Rock cairn Pegleg beginning of trail to stone snake

It was pretty steep and when we got to the top of the rise we could look down and see our truck (second from the bottom on the left).

View above Pegleg parking lot from trail to stone snake

We followed the cairns with only a few false trails because we couldn’t decide what we were supposed to do when we came to pairs of cairns like this.

2 stone cairns on trail to stone snake

In the end, I decided that we were supposed to walk between them rather than what we’d thought at first which was that the one on the top was pointing for us to turn north. Once you hit the top of the ridge, the trail leads you east and you get a few views of the valley where we were camped. We could actually pick out Genevieve in amongst the other rigs down there.

View of Rockhouse Rd camping from trail to stone snake

After enough false turns to make us wonder if we’d ever find the thing, we came over a rise and there it was, the Stone Snake.

Stone snake near Pegleg Anza Borrego

One of the blogs posted a photo of an aerial view of it from Google Earth.

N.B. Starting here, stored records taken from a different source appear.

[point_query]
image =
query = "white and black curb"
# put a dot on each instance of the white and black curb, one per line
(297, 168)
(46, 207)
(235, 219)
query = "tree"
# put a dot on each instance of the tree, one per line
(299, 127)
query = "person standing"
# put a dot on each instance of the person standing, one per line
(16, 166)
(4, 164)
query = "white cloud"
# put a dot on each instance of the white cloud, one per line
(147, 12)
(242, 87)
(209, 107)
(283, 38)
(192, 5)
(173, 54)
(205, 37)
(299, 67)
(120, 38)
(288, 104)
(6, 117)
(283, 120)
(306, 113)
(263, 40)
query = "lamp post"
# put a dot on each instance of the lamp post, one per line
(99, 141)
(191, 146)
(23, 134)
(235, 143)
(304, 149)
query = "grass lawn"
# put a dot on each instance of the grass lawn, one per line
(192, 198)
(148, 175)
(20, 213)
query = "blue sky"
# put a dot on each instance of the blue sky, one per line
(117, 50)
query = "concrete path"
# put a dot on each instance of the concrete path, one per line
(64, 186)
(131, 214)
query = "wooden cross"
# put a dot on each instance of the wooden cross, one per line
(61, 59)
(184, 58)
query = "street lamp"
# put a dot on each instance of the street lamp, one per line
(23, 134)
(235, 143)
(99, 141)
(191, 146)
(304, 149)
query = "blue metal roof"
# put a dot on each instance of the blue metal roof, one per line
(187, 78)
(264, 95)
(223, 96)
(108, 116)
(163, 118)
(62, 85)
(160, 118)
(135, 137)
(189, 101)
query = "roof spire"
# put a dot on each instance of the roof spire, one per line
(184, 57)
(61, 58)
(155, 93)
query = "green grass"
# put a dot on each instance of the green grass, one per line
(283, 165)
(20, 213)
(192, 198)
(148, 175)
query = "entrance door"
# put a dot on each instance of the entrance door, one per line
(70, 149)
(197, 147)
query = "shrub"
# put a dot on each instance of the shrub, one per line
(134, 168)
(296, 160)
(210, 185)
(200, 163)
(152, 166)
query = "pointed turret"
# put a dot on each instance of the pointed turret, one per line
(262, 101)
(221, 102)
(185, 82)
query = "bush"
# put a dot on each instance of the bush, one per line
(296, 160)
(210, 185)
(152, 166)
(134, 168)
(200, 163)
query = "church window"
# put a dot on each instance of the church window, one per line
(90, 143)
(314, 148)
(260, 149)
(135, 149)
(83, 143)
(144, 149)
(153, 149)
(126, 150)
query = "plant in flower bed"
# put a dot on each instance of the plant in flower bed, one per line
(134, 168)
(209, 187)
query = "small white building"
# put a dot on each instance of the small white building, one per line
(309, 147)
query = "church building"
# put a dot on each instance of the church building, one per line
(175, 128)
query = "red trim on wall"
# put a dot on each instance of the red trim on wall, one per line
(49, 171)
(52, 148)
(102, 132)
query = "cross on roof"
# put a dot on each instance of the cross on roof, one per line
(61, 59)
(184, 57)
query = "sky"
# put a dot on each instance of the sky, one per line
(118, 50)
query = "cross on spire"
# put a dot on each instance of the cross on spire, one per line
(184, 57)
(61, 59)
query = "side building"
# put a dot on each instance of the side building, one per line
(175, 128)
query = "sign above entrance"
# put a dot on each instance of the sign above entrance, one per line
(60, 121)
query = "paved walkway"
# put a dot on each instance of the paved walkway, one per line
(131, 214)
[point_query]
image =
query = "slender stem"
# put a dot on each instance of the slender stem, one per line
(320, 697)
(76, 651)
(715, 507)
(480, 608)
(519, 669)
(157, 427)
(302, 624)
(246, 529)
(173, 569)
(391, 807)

Great stone snake from Google Earth

While I found a good spot to photograph the beast, Walter paced it off. It’s nearly 50 feet long. We figure it would be about 150 feet long if you stretched it out.

Walter Cooke and the great stone snake Anza Borrego

It has a forked tongue and milky quartz eyes.

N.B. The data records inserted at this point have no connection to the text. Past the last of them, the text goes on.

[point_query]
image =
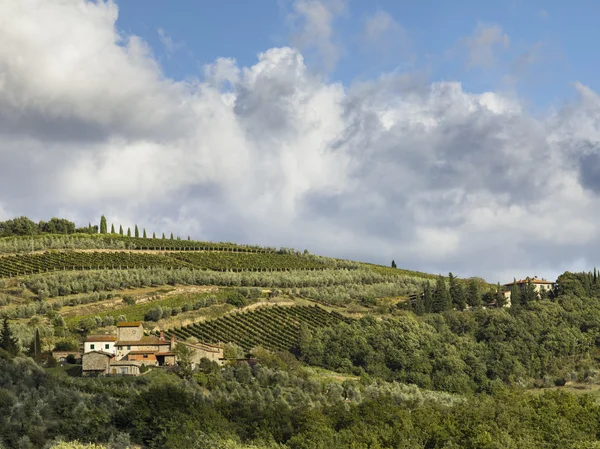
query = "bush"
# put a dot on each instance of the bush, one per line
(153, 314)
(237, 299)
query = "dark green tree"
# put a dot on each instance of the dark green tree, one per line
(473, 295)
(500, 298)
(441, 297)
(103, 225)
(529, 294)
(418, 306)
(8, 342)
(515, 294)
(35, 349)
(427, 297)
(457, 293)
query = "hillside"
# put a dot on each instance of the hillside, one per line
(316, 349)
(86, 281)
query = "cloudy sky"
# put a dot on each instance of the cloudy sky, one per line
(459, 138)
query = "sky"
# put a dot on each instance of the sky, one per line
(449, 136)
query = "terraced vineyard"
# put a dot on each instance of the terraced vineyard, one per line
(222, 261)
(72, 260)
(24, 264)
(275, 328)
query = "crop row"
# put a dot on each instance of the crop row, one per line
(24, 264)
(223, 261)
(275, 328)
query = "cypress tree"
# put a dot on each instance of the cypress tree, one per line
(457, 293)
(419, 305)
(500, 298)
(8, 341)
(427, 297)
(441, 297)
(473, 296)
(515, 294)
(103, 225)
(36, 345)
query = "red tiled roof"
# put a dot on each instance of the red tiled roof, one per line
(129, 324)
(93, 338)
(534, 280)
(99, 352)
(146, 340)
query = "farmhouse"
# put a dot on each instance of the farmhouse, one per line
(104, 343)
(126, 352)
(539, 285)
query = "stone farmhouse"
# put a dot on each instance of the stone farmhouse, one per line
(129, 350)
(539, 285)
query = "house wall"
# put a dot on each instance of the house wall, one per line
(125, 370)
(105, 346)
(122, 350)
(94, 362)
(150, 359)
(130, 333)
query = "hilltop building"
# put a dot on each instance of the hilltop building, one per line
(126, 352)
(539, 285)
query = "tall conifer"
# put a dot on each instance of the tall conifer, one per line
(103, 225)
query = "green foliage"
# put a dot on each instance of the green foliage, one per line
(275, 327)
(441, 297)
(8, 341)
(473, 294)
(457, 293)
(103, 225)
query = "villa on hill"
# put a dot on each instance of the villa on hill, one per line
(129, 350)
(539, 285)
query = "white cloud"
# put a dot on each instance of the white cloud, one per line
(312, 25)
(384, 36)
(484, 44)
(437, 178)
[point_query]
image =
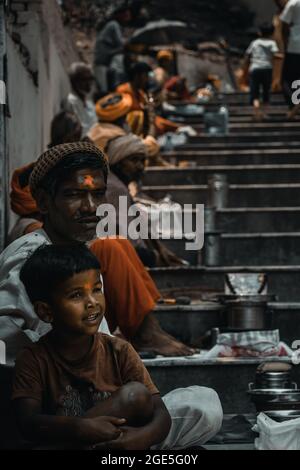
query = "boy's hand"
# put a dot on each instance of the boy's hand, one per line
(129, 439)
(100, 429)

Head of Great Stone Snake Anza Borrego

No one knows who built it—probably an RVer staying at Pegleg years ago.

Great Stone Snake Anza Borrego

He’s a rattlesnake. You can tell from his tail.

Great Stone Snake tail Anza Borrego

He has milky quartz along his back that makes him look like a diamondback. Folks add rocks (I did too) to help him grow.

Great Stone Snake Anza Borrego

Walter had noticed an old jeep trail on our way up, so we followed it down rather than going down the steep rocky trail we’d come up by. It was a little farther but a much easier route. We wound across the desert and I spied this lovely teddy bear cholla backlit by the sun.

Teddy Bear Cholla in the sun Anza Borrego

We didn’t have much of a sunset that night or at least I wasn’t impressed enough to go out and photograph it. We were both a little tired from snake wrangling.

On Wednesday January 7th we packed up and headed south back through the Texas Dip and Ocotillo Wells on our way to Niland for a visit to Salvation Mountain and Slab City.